Cosmic structure formation in Hybrid Inflation models

Abstract

A wide class of inflationary models, known as Hybrid Inflation models, may produce topological defects during a phase transition at the end of the inflationary epoch. We point out that, if the energy scale of these defects is close to that of Grand Unification, then their effect on cosmic structure formation and the generation of microwave background anisotropies cannot be ignored. Therefore, it is possible for structure to be seeded by a combination of the adiabatic perturbations produced during inflation and active isocurvature perturbations produced by defects.
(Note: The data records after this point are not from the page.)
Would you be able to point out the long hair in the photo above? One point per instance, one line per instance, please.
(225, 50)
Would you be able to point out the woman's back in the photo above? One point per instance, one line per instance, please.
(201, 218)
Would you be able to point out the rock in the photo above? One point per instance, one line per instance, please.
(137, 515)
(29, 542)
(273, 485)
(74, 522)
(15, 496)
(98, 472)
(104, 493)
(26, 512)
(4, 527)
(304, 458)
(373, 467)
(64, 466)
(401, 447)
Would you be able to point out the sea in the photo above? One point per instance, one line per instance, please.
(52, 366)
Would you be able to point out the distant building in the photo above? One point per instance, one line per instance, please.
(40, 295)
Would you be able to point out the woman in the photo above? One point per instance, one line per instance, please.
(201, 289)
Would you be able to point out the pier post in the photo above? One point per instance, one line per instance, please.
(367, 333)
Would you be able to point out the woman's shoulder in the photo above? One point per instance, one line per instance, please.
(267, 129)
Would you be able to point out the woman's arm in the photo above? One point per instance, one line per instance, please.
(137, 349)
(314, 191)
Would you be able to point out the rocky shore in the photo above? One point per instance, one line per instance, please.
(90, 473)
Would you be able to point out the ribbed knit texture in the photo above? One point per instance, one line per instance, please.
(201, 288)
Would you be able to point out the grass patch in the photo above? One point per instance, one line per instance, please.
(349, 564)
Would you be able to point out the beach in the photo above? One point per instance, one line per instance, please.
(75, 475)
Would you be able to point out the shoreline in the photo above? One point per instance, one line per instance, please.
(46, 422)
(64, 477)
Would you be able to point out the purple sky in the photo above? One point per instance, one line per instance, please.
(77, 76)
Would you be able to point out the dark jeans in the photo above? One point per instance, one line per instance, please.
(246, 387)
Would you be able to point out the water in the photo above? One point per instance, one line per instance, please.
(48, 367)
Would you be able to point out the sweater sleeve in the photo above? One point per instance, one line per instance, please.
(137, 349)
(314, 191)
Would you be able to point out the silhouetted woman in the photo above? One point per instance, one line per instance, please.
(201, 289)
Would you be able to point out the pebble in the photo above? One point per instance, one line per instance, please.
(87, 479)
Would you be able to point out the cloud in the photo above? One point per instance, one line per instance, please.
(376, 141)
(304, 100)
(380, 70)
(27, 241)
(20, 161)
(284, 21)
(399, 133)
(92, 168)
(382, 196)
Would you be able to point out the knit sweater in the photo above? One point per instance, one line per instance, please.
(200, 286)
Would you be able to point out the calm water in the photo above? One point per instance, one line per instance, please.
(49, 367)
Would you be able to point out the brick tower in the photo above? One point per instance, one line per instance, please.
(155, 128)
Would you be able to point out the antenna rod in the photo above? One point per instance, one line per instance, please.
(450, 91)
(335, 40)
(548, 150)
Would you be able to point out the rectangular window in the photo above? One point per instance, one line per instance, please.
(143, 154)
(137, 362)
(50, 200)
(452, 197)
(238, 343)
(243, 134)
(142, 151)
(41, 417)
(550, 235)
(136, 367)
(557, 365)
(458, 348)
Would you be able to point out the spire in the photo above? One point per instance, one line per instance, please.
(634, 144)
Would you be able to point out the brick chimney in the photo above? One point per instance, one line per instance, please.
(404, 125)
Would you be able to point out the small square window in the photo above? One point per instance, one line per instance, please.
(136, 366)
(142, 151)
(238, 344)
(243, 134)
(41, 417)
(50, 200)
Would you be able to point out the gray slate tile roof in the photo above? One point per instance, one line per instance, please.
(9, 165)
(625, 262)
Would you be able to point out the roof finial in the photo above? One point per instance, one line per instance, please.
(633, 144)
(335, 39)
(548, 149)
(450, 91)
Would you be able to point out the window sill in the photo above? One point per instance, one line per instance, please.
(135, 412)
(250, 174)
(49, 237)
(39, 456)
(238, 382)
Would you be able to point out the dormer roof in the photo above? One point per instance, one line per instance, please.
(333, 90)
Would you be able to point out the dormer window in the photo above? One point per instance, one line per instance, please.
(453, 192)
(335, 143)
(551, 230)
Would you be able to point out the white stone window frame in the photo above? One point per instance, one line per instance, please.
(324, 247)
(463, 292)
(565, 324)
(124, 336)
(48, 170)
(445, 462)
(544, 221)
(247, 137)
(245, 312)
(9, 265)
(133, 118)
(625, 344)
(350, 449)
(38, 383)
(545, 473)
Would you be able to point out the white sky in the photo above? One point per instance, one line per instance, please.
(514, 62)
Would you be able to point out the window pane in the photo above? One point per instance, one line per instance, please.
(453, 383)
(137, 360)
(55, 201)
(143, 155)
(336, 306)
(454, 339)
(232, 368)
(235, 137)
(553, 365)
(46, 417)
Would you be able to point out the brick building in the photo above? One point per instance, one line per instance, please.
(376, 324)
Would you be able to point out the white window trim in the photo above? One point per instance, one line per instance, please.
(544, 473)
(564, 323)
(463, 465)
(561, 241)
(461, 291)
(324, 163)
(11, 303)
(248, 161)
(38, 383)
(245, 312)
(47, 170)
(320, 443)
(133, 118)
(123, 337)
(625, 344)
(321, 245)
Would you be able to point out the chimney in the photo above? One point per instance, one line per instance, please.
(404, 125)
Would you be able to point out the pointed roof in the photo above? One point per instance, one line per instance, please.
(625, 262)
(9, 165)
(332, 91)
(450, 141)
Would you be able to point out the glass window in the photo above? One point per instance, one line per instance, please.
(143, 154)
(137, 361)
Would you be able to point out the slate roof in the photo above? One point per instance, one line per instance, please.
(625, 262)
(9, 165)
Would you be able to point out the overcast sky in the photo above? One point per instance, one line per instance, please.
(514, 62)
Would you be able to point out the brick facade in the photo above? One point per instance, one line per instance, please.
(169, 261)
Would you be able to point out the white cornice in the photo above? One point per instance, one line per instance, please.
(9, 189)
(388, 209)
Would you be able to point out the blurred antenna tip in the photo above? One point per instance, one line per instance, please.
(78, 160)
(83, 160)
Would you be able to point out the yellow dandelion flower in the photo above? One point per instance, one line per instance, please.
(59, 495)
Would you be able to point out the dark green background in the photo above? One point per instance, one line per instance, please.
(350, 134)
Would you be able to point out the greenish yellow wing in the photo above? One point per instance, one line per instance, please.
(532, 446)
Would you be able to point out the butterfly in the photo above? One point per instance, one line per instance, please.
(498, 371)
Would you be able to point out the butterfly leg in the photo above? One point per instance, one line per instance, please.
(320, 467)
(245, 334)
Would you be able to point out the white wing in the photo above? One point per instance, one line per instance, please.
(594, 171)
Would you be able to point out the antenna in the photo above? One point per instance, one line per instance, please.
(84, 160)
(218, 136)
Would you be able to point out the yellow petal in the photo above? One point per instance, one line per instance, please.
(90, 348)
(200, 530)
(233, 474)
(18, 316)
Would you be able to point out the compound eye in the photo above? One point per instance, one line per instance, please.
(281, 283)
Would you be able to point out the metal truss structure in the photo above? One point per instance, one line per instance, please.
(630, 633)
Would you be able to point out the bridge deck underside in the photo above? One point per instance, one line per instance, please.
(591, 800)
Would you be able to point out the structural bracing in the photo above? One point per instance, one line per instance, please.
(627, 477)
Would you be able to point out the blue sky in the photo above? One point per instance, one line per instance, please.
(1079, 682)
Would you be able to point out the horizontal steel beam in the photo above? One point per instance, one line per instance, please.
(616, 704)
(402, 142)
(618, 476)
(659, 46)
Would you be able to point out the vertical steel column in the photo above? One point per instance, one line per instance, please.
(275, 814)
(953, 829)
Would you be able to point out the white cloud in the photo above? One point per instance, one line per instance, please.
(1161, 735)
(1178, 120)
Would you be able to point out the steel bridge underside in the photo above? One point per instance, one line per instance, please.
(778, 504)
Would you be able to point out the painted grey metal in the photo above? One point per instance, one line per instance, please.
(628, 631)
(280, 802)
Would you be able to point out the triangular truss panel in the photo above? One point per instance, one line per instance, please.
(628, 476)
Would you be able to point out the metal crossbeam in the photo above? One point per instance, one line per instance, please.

Since the two mechanisms are uncorrelated the power spectra can be computed by a weighted average of the individual contributions. We investigate the possible observational consequences of this with reference to general Hybrid Inflation models and also a specific model based on Supergravity. These mixed perturbation scenarios have some novel observational consequences and these are discussed qualitatively.

Figures (14)

• Figure 1: The effective spectral index as function of the comoving scale during inflation for $\kappa=0.08$ (solid line), $\kappa=0.1$ (dotted line), $\kappa=0.12$ (short dash line), $\kappa=0.13$ (long dash line) $\kappa=0.14$ (dot-short dash line) and $\kappa=0.15$ (dot-long dash line).
• Figure 2: On the left the angular power spectrum of CMB anisotropies and on the right the power spectrum of fluctuations in the CDM for the Linde-Riotto model without a string induced component, using the standard cosmological parameters and $\kappa=0.08$ (solid line), $\kappa=0.1$ (dotted line), $\kappa=0.12$ (short dash line), $\kappa=0.13$ (long dash line), $\kappa=0.14$ (dot-short dash line) and $\kappa=0.15$ (dot-long dash line). In both cases the current observational data points are also included to guide the eye. Notice that the CMB anisotropies for $\kappa=0.15$ are wildly at odds with the observations at all scales and that even the models with smaller values of $\kappa$ are clearly at odds with the amplitude and shape of the observed matter power spectrum.
• Figure 3: On the left the angular power spectrum of CMB anisotropies and on the right the power spectrum of fluctuations in the CDM for the standard scaling source (solid line) and the standard string model (dotted line). In both cases the standard cosmological parameters have been used. The current observational data points and the equivalent spectra for the standard CDM scenario (short dash line) are also included to guide the eye.
• Figure 4: On the left the angular power spectrum of CMB anisotropies and on the right the power spectrum of fluctuations in the CDM for the standard CDM scenario mixed with standard scaling source using a ratio of $\alpha=1.0$ (solid line), $\alpha=0.75$ (short dash line), $\alpha=0.5$ (long dash line), $\alpha=0.25$ (short dash-dotted line) and $\alpha=0.0$ (dotted line).
• Figure 5: On the left the angular power spectrum of CMB anisotropies and on the right the power spectrum of fluctuations in the CDM for the standard CDM scenario mixed with standard string source using a ratio of $\alpha=1.0$ (solid line), $\alpha=0.75$ (short dash line), $\alpha=0.5$ (long dash line), $\alpha=0.25$ (short dash-dotted line) and $\alpha=0.0$ (dotted line).